The series’ mission was clear from the start. “We had one rule going into this from Ryan [Murphy] that it would never be told from Dahmer’s point of view,” Peters continues. With episodes directed by Gregg Araki, Paris Barclay, Carl Franklin, Jennifer Lynch, and Clement Virgo, DAHMER examines the serial killer’s murders of 17 men and boys, mostly individuals of color, across the midwest over the course of 13 years. As the series evolves, it explores how the case was egregiously mishandled and how the crimes went ignored by police for over a decade. Murphy consulted with Rashad Robinson, the president of Color of Change, a nonprofit civil rights advocacy organization, to ensure that the victim’s stories were front and center in the writing and production of the project.

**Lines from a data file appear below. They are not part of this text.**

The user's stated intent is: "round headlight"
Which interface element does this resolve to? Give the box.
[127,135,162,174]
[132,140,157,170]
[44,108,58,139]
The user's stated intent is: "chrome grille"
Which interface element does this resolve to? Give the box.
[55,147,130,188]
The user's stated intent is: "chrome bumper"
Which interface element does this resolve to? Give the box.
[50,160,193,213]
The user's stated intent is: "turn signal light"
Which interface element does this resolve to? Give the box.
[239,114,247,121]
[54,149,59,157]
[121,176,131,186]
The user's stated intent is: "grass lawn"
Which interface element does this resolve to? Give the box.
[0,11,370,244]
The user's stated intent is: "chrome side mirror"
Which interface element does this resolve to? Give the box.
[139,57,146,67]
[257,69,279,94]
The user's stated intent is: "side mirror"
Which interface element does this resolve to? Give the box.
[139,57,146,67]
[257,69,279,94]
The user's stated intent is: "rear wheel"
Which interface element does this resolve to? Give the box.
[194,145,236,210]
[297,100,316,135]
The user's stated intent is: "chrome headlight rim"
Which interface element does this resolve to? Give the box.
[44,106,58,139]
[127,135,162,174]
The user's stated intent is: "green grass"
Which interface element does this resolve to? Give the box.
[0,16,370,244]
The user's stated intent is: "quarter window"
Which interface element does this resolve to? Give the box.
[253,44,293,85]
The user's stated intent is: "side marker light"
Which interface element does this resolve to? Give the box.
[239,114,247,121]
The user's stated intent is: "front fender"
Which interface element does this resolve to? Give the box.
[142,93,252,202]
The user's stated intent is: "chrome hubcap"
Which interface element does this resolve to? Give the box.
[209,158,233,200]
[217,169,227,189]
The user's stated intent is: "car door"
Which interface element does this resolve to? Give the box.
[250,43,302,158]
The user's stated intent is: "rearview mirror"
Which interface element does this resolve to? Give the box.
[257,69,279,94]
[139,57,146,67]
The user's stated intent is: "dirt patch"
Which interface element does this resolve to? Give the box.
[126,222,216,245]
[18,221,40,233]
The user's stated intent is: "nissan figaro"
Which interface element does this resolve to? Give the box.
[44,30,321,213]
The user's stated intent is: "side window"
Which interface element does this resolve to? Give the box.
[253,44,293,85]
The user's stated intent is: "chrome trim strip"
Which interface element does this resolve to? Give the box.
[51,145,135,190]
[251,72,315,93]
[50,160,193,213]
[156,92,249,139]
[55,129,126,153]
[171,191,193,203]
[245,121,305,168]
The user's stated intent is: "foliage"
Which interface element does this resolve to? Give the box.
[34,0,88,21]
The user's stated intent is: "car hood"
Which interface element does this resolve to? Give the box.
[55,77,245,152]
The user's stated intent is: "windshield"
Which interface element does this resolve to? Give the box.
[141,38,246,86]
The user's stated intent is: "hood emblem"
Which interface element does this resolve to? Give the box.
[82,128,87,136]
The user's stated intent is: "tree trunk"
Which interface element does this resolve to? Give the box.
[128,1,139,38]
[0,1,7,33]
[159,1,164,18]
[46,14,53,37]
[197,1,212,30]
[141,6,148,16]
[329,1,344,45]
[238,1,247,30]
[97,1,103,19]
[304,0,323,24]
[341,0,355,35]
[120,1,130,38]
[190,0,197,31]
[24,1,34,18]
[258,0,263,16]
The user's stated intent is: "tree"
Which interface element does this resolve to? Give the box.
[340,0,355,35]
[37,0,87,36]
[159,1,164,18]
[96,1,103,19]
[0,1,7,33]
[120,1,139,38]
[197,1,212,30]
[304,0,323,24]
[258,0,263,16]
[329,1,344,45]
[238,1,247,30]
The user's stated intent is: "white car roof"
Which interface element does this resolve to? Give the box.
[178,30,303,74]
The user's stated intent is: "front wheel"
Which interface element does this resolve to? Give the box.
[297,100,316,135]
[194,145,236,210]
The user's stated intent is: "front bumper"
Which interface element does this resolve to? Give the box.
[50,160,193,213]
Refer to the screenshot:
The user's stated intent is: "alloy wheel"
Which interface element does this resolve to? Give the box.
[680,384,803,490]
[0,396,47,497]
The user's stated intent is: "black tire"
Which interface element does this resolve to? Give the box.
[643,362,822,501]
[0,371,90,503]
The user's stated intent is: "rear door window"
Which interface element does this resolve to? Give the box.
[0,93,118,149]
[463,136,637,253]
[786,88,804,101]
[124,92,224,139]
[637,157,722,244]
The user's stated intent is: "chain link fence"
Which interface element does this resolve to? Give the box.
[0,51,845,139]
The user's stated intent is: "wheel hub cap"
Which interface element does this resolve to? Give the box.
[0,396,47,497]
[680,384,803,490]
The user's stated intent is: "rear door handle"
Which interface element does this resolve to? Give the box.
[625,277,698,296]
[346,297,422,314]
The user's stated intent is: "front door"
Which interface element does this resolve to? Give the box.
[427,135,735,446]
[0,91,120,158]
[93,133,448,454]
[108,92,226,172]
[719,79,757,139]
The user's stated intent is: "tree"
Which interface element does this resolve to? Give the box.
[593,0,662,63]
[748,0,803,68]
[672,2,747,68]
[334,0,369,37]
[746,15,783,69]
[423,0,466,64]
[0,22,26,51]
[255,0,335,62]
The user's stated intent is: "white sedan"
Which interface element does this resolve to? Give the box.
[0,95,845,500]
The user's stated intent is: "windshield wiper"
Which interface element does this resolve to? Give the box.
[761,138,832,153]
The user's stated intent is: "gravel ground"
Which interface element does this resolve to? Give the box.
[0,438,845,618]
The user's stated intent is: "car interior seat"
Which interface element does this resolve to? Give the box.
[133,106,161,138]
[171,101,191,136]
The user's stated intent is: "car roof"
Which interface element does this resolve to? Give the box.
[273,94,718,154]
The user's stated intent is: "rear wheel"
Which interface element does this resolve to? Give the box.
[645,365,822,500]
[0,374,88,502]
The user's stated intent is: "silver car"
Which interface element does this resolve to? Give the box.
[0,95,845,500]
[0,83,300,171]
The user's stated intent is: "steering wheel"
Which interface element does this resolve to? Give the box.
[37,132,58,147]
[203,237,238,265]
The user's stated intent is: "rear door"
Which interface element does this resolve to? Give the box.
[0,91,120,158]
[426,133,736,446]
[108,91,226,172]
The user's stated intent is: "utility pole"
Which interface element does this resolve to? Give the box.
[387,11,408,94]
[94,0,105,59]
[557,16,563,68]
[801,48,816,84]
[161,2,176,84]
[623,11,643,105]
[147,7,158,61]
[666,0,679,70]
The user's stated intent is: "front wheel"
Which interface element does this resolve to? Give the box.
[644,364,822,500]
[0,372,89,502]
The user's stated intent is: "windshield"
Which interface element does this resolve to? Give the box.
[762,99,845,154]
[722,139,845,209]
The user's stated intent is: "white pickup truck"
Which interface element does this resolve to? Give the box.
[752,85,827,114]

“My first introduction to Jeffrey Dahmer and his story was hearing something on the news and then hearing my parents talk,” says Niecy Nash (When They See Us, Selma), who plays Dahmer’s next-door neighbor Glenda Cleveland, a figure that is often missing from the retellings of the murders. “Glenda was one of his victims too. And her story has been told the least.”
Cleveland, who lived in the same Milwaukee apartment complex as Dahmer, had suspicions of his crimes from the beginning, and she diligently alerted their landlord multiple times of the foul odor coming from his apartment. When the landlord failed to do anything, as Dahmer was “a good tenant,” she started calling the police, but they refused to take a Black woman and her family, living in an underserved neighborhood, seriously. In one instance, she called the police as she witnessed Konerak Sinthasomphone, an injured 14-year-old boy, stumble naked out of Dahmer’s apartment and onto the street. Upon their arrival, Dahmer told the officers the boy was his lover and they had just gotten into an argument. The police took his word over Cleveland’s, who repeatedly begged them to reevaluate before they inevitably helped the boy back into Dahmer’s arms and he became another casualty.
Dahmer’s actions affected countless lives beyond his victims’; the series spends time with their grieving families, as they struggle to process the traumatic murders. “Heavy is the head that wears the crown to tell this story as it had never been done before,” says Nash. “That comes with a lot of responsibility because you want to make sure you get it right.” These families and communities were forever haunted by Dahmer’s grisly and senseless acts and deserve for their stories to finally be introduced into the narrative.
“The theme of this entire piece is timeless,” adds Nash. “You still have communities that are being underserved, being over policed in the wrong way. We have people crying out for change and to be heard by the powers that be.” Even in the aftermath of the Dahmer trial, Cleveland’s heroism is overshadowed by the authorities’ lack of action. “She deserved way more than a little cheesy plaque in the bottom of a social hall somewhere. She deserved way more than the police to step in front of her and say, ‘Look what we did. Look what we tried to do,’” says Nash.
Along with Clevevand’s story, which has historically been overlooked in favor of the shocking aspects of the case, DAHMER centers on the victims and their families working through their grief as the trial unfolds. “The Jeffrey Dahmer story is so much bigger than just him,” Peters reflects. In focusing on the institutional failures and incompetence that allowed Dahmer to continue killing in plain sight, DAHMER - Monster: The Jeffrey Dahmer Story tells a tragically prescient story of individuals and communities fighting to be heard, and the deadly consequences when they are ignored by those in power.
The limited series makes its debut September 21 on Netflix.